Talvolta, anche nelle relazioni più consolidate, si arriva a delle situazioni di crisi nelle quali i partner reciprocamente accusano l’altro di non farli sentire amati, mentre l’altro si difende sostenendo che “non sa più che fare per dimostrare il proprio amore”.

Perchè succede questo?


La teoria dei 5 linguaggi dell’affetto di Gary Chapman

Nei primi anni ’90, Gary Chapman, consulente matrimoniale americano e pastore della Calvary Baptist Church di Winston-Salem, nella Carolina del Nord, propose una teoria che illustra i cosiddetti cinque linguaggi dell’affetto, basata su più di trent’anni di esperienza come marriage counselor e di lavoro con le coppie.

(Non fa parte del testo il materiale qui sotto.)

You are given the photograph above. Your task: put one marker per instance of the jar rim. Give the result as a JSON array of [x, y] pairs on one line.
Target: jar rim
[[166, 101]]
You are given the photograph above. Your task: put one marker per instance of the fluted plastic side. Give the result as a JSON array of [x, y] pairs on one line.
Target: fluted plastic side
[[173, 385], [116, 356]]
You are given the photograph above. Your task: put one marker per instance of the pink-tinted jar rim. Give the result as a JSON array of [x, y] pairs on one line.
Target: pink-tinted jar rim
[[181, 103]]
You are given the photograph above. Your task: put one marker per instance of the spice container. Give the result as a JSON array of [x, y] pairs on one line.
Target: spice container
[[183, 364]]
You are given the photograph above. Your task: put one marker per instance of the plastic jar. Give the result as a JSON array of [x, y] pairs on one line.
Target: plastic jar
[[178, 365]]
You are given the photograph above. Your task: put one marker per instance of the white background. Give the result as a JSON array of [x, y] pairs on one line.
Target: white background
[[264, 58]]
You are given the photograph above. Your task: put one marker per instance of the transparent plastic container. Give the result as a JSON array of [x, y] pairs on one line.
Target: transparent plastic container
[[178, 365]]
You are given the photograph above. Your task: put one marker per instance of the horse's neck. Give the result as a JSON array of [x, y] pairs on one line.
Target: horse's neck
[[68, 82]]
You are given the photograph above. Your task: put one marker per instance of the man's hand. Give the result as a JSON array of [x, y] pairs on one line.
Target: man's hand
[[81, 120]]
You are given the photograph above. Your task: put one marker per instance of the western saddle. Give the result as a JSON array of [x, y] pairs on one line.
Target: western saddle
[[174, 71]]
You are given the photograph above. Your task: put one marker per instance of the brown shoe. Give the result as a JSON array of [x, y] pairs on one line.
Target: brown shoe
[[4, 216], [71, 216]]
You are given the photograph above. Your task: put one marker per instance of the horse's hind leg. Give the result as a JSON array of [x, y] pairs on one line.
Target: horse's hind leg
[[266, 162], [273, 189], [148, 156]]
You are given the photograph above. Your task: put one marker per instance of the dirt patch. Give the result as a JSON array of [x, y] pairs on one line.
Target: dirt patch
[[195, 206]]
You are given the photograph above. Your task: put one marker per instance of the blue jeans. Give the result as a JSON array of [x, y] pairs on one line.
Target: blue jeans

Nel suo libro “I 5 Linguaggi dell’Amore”, bestseller internazionale, Chapman spiega come esistano cinque modi diversi di esprimere affetto e amore per il proprio partner (e in generale verso le persone a noi care):

  • parole di affermazione: esprimere il proprio affetto tramite la parola, verbale o scritta, con dei semplici “ti amo/ti voglio bene” ma anche tramite complimenti ed esternazioni più articolate dei propri sentimenti;

  • atti di servizio: si esprime il proprio affetto e la cura verso l’altro attraverso azioni concrete quotidiane atte a sollevare l’altro dalle mille incombenze e difficoltà pratiche del quotidiano, facendo favori e sobbarcandosi lavori e compiti piccoli e grandi, magari particolarmente fastidiosi per l’altro, e responsabilità economiche;

  • regali: si esprime il proprio amore attraverso regali, piccoli pensieri e sorprese, accuratamente scelti e pensati per l’altro, magari anche confezionati con creatività, con una speciale attenzione alle ricorrenze ma anche nei momenti più inaspettati;

  • tempo di qualità: si esprime il proprio affetto dedicando tempo di qualità all’altro, organizzandosi in modo da considerare il tempo insieme tra le priorità della vita quotidiana, condividendo esperienze, passatempi, hobbies, ma soprattutto garantendo attenzione e presenza, quindi senza lasciar invadere questi spazi insieme da distrazioni come telefonate e messaggi continui, ma invece mantenendo una comunicazione basata sull’ascolto, il contatto oculare e la presenza nel momento presente condiviso insieme;

  • contatto fisico: si esprime l’amore attraverso il corpo, con baci, abbracci, carezze, sguardi, sorrisi, il tenere la mano, e con l’attività sessuale.

Ciascuno di noi tende ad avere un linguaggio dell’affetto primario, ossia un canale privilegiato attraverso il quale esprimiamo l’amore all’altro, anche se ovviamente nel corso delle relazioni ci capita di usarli tutti. Tuttavia appunto ve ne sarà uno in particolare che ci è più innato, che ci risulta più significativo e che predomina sugli altri.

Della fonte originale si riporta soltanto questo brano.